According to Shesh Patel, engineering manager at the New York Times, midterm elections aren’t typically as popular as presidential elections, but the paper knew that 2018 would be different.
In order to ensure that they could handle the increased traffic, the engineering team performed stress tests on the system, he explained in a talk at Datadog Dash last month.
During their tests, they found some issues in the system that they were able to fix. When Election Day came, they had already rehearsed what to do when things went awry and they were able to quickly fix the issue. And as an added bonus, the team now feels more prepared for the 2020 elections, Patel explained.
According to Tomer Levy, CEO and founder of monitoring company Logz.io, the first step in preparing is sitting down and planning. He recommends they talk about the consequences and outcomes of what could happen if an outage occurs, though he does admit that planning does have limitations because it’s hard to predict how web traffic will behave.
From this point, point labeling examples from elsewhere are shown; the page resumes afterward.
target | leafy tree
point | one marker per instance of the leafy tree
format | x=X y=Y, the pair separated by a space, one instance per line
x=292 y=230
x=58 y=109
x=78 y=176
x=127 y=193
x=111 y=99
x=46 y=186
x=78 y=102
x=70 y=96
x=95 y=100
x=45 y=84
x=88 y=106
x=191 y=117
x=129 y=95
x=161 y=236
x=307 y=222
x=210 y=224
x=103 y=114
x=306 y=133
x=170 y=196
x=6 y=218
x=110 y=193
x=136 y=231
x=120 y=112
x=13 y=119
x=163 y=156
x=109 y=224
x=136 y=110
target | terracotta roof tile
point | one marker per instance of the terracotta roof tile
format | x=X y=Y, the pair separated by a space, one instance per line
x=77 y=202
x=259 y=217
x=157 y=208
The second part of the process is testing. “You want to make sure you try to simulate that and that’s a lot of work,” said Levy. “It’s easier said than done. But if you can simulate high traffic loads and then see how the downstream parts of your applications … behave under these conditions, you can find the weak spot where you need to invest more.”
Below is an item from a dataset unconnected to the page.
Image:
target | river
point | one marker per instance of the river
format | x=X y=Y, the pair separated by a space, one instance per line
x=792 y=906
Third, and perhaps most important, is gaining visibility. According to Levy, most companies don’t have the proper visibility to understand when they’re going through a massive spike in traffic and from where.
“So before you can do anything, you need to know that you have issues and where the issues are,” said Levy. “So once you put up good visibility and then you start planning your tests and eventually the last part is you have to build your application in a way which can scale.”
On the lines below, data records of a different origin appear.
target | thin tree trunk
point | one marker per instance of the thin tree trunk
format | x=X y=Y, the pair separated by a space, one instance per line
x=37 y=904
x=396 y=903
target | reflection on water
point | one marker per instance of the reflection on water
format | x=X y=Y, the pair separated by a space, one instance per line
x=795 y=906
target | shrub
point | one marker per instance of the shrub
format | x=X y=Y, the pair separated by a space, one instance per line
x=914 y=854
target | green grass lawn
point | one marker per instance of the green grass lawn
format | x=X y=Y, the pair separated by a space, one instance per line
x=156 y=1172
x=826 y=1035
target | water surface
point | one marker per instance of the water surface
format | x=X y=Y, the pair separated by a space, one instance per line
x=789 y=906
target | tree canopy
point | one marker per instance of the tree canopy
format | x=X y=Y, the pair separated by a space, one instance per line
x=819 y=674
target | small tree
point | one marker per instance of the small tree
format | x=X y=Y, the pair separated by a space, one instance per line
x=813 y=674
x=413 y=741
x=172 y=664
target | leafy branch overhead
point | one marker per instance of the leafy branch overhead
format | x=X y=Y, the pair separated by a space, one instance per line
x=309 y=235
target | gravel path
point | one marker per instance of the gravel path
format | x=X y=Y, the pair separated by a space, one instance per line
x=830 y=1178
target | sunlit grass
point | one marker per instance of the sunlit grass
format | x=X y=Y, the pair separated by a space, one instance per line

According to Levy, the current trends in software development lend themselves well to doing this kind of planning and testing. With microservices and containers, it’s easy to drill down into the different layers of an application.
Once you look at the different layers, including the support layers, it’s easy to scale it up. For example, a team could add more resources to a part of the application that is currently acting as a bottleneck. “You have to know about it and launch automatically more of those instances to serve more billing requests [or whatever the bottleneck is] when we go beyond this level of web spike. With strong monitoring, you can take proactive measures to add resources and add cycles and add workers to support these spikes,” Levy said.
Designing your application to do this allocation automatically will give you relief when the day finally comes where you are being hit with higher traffic than normal, he explained.
In addition to technical preparation, organizations should also ensure that their employees are ready to take this on when the time comes. Levy recommends 24/7 shifts before, during, and after a high-traffic incident.
“Usually good engineering teams will have that briefing and will have real-time postmortem on issues they had,” Levy said. The goal is to ensure that the team actually operates as a team during a real-time critical mission.
It’s also important to constantly be revisiting plans as technology changes or gets updated.
“Internally, we run at a very high scale with a lot of big web spikes,” said Levy. “Our customers experience big events and we experience similar traffic. We have a monthly meeting [where we discuss] where are the risks, what are the new bottlenecks, what has changed, what new risks have emerged, and how do we address them?”
By constantly refining your plan, your organization will be able to incorporate lessons they’ve learned from past events and ensure you’re ready for whatever comes next.